RJ is another who comes to mind. A number of times, he brought his son to class and put his boy’s training ahead of his own. I see this type of exemplary behavior and it would be akin to putting money in the bank. Now, it may not be worth a ton but in a decade, it will be worth a great deal. Very impressive.
Sifu Jeff did something that was equally impressive. As everyone knows, social media is the rage, particularly with kids. A lot of it is pure trash and inappropriate period, especially for kids. He decided the family would get off all social media. I would bet it was not the most popular decision he ever made, given peer pressure and the like, but it was something a strong parent would do. Again, look in the “crystal ball” in 10 years and the results will undoubtedly be most impressive. It is not a prediction. It is an inevitability.
We learn to become a better person and intentionally or otherwise, pass it along to those around us. Kids included.

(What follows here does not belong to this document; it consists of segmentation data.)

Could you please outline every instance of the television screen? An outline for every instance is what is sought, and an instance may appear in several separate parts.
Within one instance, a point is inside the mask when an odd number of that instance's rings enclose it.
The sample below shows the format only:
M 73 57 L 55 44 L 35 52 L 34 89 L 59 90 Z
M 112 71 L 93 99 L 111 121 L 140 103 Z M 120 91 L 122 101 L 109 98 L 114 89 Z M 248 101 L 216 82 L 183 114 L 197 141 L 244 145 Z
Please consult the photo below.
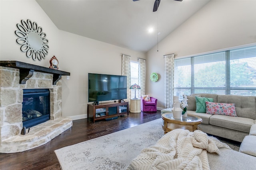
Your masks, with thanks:
M 88 73 L 88 101 L 98 102 L 127 98 L 125 76 Z

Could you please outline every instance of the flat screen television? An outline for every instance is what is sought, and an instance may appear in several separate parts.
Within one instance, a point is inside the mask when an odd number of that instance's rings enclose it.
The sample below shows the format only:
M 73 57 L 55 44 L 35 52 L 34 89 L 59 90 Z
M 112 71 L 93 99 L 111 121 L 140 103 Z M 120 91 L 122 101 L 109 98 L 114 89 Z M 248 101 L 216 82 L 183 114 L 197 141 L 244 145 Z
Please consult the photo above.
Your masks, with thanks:
M 125 76 L 88 73 L 88 101 L 121 100 L 127 98 Z

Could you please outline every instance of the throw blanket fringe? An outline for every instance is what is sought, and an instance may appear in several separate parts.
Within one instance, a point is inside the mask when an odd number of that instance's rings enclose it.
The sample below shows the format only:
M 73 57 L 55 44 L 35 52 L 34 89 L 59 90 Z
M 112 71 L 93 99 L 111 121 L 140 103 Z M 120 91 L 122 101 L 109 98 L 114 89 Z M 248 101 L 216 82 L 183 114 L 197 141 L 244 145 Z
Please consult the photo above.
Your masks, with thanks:
M 155 145 L 143 149 L 127 169 L 210 170 L 207 152 L 219 154 L 218 148 L 221 147 L 230 149 L 201 131 L 175 129 Z

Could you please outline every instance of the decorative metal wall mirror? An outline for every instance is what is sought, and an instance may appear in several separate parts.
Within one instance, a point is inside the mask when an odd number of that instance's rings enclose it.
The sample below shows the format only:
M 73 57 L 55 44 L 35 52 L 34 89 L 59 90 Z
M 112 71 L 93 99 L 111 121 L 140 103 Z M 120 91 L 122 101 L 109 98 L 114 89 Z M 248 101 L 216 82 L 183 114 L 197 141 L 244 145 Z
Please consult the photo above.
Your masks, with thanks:
M 26 52 L 27 57 L 32 57 L 34 60 L 44 59 L 49 49 L 46 34 L 43 32 L 43 29 L 38 27 L 36 22 L 30 20 L 22 20 L 21 23 L 17 24 L 18 30 L 15 31 L 15 34 L 19 37 L 16 41 L 21 45 L 20 50 Z

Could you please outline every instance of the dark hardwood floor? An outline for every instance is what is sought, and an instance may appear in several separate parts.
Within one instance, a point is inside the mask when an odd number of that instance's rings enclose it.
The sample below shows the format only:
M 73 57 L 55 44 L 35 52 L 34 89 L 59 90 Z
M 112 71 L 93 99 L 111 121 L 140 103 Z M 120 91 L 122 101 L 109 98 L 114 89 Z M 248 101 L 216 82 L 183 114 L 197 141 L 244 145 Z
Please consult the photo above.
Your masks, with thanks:
M 157 112 L 130 113 L 118 119 L 93 123 L 75 120 L 73 126 L 47 143 L 29 150 L 0 153 L 0 170 L 60 170 L 54 150 L 161 118 Z

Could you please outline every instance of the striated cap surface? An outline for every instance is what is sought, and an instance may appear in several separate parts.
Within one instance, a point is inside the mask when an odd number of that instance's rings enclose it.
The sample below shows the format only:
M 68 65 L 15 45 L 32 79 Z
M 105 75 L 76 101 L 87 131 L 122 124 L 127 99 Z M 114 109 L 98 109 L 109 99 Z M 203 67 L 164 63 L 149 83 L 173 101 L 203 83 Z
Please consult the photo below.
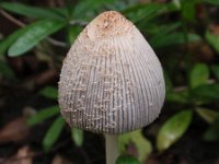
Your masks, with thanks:
M 58 101 L 71 127 L 110 134 L 139 129 L 159 116 L 164 95 L 155 54 L 116 11 L 96 16 L 64 60 Z

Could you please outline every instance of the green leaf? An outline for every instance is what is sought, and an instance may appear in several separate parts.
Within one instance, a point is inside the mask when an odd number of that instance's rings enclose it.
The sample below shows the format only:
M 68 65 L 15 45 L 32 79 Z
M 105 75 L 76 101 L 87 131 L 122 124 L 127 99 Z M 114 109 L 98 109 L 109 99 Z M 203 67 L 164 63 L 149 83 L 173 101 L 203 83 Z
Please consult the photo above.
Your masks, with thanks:
M 209 45 L 212 46 L 217 52 L 219 52 L 219 35 L 207 31 L 205 37 Z
M 9 48 L 9 56 L 15 57 L 28 51 L 45 37 L 59 31 L 65 25 L 66 22 L 42 20 L 24 27 L 23 35 Z
M 140 162 L 131 155 L 122 155 L 116 160 L 116 164 L 140 164 Z
M 219 99 L 219 84 L 204 84 L 192 91 L 192 94 L 196 98 L 203 101 L 217 101 Z
M 196 112 L 208 124 L 212 124 L 215 119 L 219 116 L 219 113 L 208 108 L 197 108 Z
M 192 116 L 192 110 L 183 110 L 164 122 L 157 137 L 159 151 L 166 150 L 185 133 L 191 125 Z
M 165 91 L 166 91 L 166 94 L 168 94 L 168 93 L 171 93 L 173 91 L 173 84 L 172 84 L 171 78 L 168 74 L 168 72 L 164 71 L 163 74 L 164 74 L 164 81 L 165 81 Z
M 72 128 L 71 138 L 77 147 L 81 147 L 83 144 L 83 130 Z
M 165 35 L 155 35 L 152 37 L 149 43 L 154 48 L 162 48 L 168 46 L 174 45 L 183 45 L 187 43 L 199 42 L 200 37 L 196 34 L 187 34 L 187 39 L 184 33 L 175 32 L 175 33 L 168 33 Z
M 210 128 L 204 133 L 206 141 L 219 140 L 219 117 L 216 118 Z
M 14 78 L 13 70 L 3 61 L 0 61 L 0 75 L 5 78 Z
M 51 106 L 48 108 L 44 108 L 41 112 L 36 113 L 34 116 L 28 118 L 27 125 L 34 126 L 39 122 L 43 122 L 45 119 L 48 119 L 55 115 L 59 114 L 59 107 L 58 106 Z
M 216 77 L 217 80 L 219 80 L 219 66 L 218 65 L 212 65 L 211 70 L 214 75 Z
M 182 2 L 182 16 L 184 20 L 189 22 L 195 22 L 196 4 L 197 0 L 189 0 Z
M 60 136 L 61 130 L 64 129 L 64 126 L 65 126 L 65 120 L 62 119 L 61 116 L 58 117 L 53 122 L 53 125 L 46 132 L 46 136 L 44 137 L 44 140 L 43 140 L 43 147 L 46 152 L 49 151 L 53 144 L 58 140 L 58 137 Z
M 139 161 L 146 160 L 147 155 L 151 152 L 150 142 L 142 136 L 141 130 L 124 133 L 119 136 L 119 150 L 125 152 L 126 145 L 134 143 L 139 154 Z
M 39 91 L 39 94 L 51 99 L 57 99 L 58 97 L 58 90 L 54 86 L 46 86 Z
M 141 20 L 149 21 L 159 15 L 159 11 L 164 8 L 164 4 L 147 3 L 137 4 L 122 11 L 131 22 L 137 23 Z
M 104 11 L 103 7 L 115 3 L 116 0 L 81 0 L 76 5 L 72 17 L 84 19 L 94 17 L 97 12 Z M 96 13 L 95 13 L 96 12 Z
M 60 14 L 57 14 L 50 9 L 43 9 L 43 8 L 36 8 L 36 7 L 30 7 L 22 3 L 16 2 L 3 2 L 0 3 L 0 7 L 24 16 L 34 17 L 34 19 L 56 19 L 56 20 L 64 20 L 64 17 L 60 16 Z
M 20 28 L 0 42 L 0 56 L 4 55 L 7 49 L 25 32 L 25 28 Z
M 189 74 L 189 85 L 195 89 L 206 84 L 209 79 L 209 69 L 205 63 L 196 63 Z
M 153 37 L 163 37 L 170 33 L 176 31 L 176 28 L 182 26 L 182 22 L 174 22 L 169 24 L 152 24 L 153 26 L 147 30 L 147 33 L 152 35 Z M 162 33 L 160 33 L 162 32 Z

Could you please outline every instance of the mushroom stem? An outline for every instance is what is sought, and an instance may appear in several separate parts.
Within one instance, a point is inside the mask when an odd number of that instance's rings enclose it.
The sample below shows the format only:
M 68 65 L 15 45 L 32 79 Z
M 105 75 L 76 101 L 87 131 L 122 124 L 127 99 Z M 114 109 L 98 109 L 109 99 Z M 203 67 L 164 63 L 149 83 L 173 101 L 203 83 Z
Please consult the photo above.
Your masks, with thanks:
M 118 136 L 105 134 L 106 140 L 106 164 L 115 164 L 119 155 Z

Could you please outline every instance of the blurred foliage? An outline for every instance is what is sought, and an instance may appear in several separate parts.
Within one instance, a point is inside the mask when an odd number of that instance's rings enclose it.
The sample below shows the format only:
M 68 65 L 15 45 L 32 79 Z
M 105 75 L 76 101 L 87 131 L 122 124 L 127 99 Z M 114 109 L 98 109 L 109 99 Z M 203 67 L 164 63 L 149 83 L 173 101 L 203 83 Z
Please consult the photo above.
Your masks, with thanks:
M 0 3 L 1 11 L 21 20 L 19 24 L 14 22 L 20 28 L 8 36 L 2 34 L 0 79 L 19 79 L 9 59 L 25 55 L 34 55 L 38 60 L 46 61 L 49 68 L 60 70 L 61 55 L 68 51 L 88 22 L 100 12 L 117 10 L 136 24 L 161 59 L 166 84 L 164 109 L 171 113 L 160 122 L 157 148 L 151 148 L 141 131 L 135 131 L 120 137 L 122 152 L 130 142 L 136 145 L 140 161 L 147 157 L 151 149 L 165 151 L 187 132 L 195 121 L 193 116 L 209 125 L 200 138 L 206 141 L 219 139 L 219 24 L 214 12 L 219 10 L 219 0 L 65 2 L 59 8 L 8 1 Z M 58 91 L 56 86 L 45 85 L 36 94 L 56 101 Z M 59 115 L 56 104 L 41 109 L 27 120 L 30 126 L 50 118 L 54 120 L 42 141 L 45 151 L 49 151 L 65 128 Z M 83 131 L 72 129 L 71 138 L 77 147 L 83 145 Z M 126 161 L 138 163 L 131 156 L 122 156 L 117 163 Z

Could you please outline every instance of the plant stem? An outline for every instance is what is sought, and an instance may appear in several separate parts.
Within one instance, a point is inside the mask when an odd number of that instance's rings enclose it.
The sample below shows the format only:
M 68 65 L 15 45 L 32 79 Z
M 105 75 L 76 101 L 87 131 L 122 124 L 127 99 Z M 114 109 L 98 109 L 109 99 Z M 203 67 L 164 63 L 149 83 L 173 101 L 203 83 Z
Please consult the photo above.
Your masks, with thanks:
M 118 136 L 105 134 L 106 140 L 106 164 L 115 164 L 119 155 Z

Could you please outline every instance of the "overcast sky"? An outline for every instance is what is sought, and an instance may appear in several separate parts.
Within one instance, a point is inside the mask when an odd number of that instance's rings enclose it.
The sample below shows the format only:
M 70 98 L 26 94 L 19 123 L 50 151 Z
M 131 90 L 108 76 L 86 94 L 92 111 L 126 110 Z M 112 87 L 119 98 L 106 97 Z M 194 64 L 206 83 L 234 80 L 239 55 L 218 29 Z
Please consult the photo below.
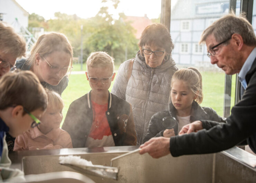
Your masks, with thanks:
M 29 13 L 35 13 L 46 20 L 54 18 L 60 11 L 76 14 L 82 18 L 94 16 L 102 6 L 101 0 L 16 0 Z M 161 0 L 120 0 L 117 10 L 109 5 L 109 12 L 114 16 L 124 12 L 126 15 L 157 18 L 161 13 Z M 172 1 L 172 2 L 173 2 Z M 172 4 L 173 5 L 173 4 Z M 118 18 L 118 16 L 114 17 Z

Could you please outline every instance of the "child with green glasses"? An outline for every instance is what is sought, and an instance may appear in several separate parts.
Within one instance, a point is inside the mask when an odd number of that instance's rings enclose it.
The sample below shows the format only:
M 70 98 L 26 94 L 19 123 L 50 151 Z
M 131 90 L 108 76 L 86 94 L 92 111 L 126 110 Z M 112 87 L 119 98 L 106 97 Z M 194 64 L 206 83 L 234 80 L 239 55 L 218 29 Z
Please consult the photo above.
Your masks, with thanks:
M 0 181 L 23 175 L 19 170 L 9 168 L 11 162 L 8 157 L 6 133 L 16 137 L 34 126 L 33 121 L 42 115 L 47 103 L 45 90 L 31 71 L 10 72 L 1 78 Z
M 13 150 L 72 148 L 71 139 L 66 131 L 60 128 L 62 120 L 64 103 L 57 92 L 46 89 L 49 104 L 34 128 L 17 137 Z M 39 121 L 39 120 L 38 120 Z M 40 121 L 39 122 L 40 123 Z
M 92 90 L 72 102 L 62 126 L 74 147 L 135 145 L 131 106 L 108 91 L 116 74 L 113 58 L 105 52 L 93 53 L 86 67 Z

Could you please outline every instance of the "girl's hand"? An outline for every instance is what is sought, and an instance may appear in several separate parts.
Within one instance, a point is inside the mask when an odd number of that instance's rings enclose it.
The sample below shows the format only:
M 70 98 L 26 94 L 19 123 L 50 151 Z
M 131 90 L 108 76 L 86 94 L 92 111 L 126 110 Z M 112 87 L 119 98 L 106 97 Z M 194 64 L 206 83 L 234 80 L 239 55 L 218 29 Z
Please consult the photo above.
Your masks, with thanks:
M 185 134 L 190 134 L 192 132 L 196 132 L 203 129 L 202 122 L 200 121 L 196 121 L 192 123 L 184 126 L 179 133 L 179 135 Z
M 163 136 L 164 137 L 170 138 L 173 136 L 175 136 L 174 134 L 174 129 L 173 128 L 171 129 L 166 129 L 164 131 Z

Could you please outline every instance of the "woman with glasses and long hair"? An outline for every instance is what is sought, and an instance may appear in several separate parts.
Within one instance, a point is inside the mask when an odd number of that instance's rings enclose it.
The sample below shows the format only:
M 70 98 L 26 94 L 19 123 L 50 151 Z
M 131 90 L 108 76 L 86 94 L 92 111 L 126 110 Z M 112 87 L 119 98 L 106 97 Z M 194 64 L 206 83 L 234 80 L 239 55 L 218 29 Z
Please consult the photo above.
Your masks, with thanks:
M 170 81 L 178 70 L 171 56 L 174 46 L 164 25 L 146 27 L 139 47 L 135 58 L 120 66 L 111 90 L 132 105 L 137 145 L 143 143 L 151 117 L 168 110 Z
M 67 73 L 71 71 L 73 50 L 62 34 L 52 33 L 40 36 L 27 59 L 17 62 L 21 70 L 30 70 L 38 77 L 45 88 L 60 95 L 67 86 Z
M 61 95 L 68 82 L 67 73 L 72 68 L 73 53 L 64 35 L 56 33 L 43 34 L 34 45 L 28 58 L 17 61 L 15 66 L 21 70 L 32 71 L 44 88 Z M 7 134 L 9 151 L 13 150 L 15 140 Z

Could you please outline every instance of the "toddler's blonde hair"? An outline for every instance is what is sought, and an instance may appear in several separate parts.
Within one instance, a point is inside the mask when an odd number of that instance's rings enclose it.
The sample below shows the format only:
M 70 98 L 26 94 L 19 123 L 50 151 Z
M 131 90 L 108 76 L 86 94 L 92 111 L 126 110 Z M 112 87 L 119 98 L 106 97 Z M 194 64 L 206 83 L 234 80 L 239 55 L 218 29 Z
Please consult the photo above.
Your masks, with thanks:
M 55 91 L 45 89 L 48 96 L 48 106 L 62 109 L 64 107 L 64 102 L 61 95 Z

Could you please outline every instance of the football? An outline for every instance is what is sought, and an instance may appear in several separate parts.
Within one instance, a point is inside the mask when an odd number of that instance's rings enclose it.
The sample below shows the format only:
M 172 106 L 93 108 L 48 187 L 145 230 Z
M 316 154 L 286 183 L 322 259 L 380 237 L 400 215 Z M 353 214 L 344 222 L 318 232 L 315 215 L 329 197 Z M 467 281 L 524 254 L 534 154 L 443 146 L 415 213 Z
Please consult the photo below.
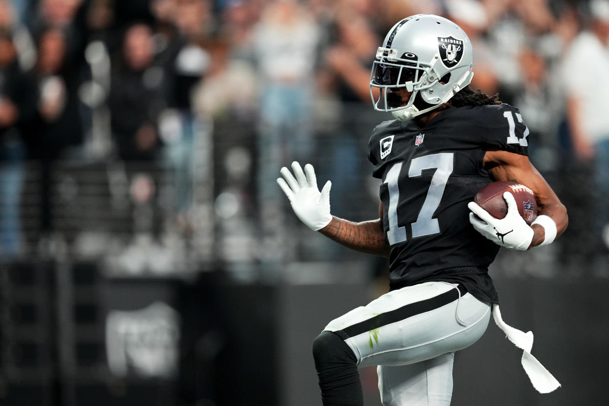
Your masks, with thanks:
M 537 217 L 537 203 L 533 191 L 523 184 L 504 181 L 493 182 L 478 191 L 474 201 L 496 219 L 503 219 L 507 214 L 504 192 L 510 192 L 514 195 L 520 215 L 530 225 Z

Systema and other martial arts are often viewed as aggressive, tough, harsh and just used for fighting. True martial artists see the above and know that the “great secret” is that it is the ultimate tool for self-development. We learn to become a better person and intentionally or otherwise, pass it along to those around us. Kids included.
If you think what you are doing does not matter to anyone, think again. You never know the impact you are having. You may never see the end result of that impact but rest assured, you are having one. Make it the one you want to pass along to someone else.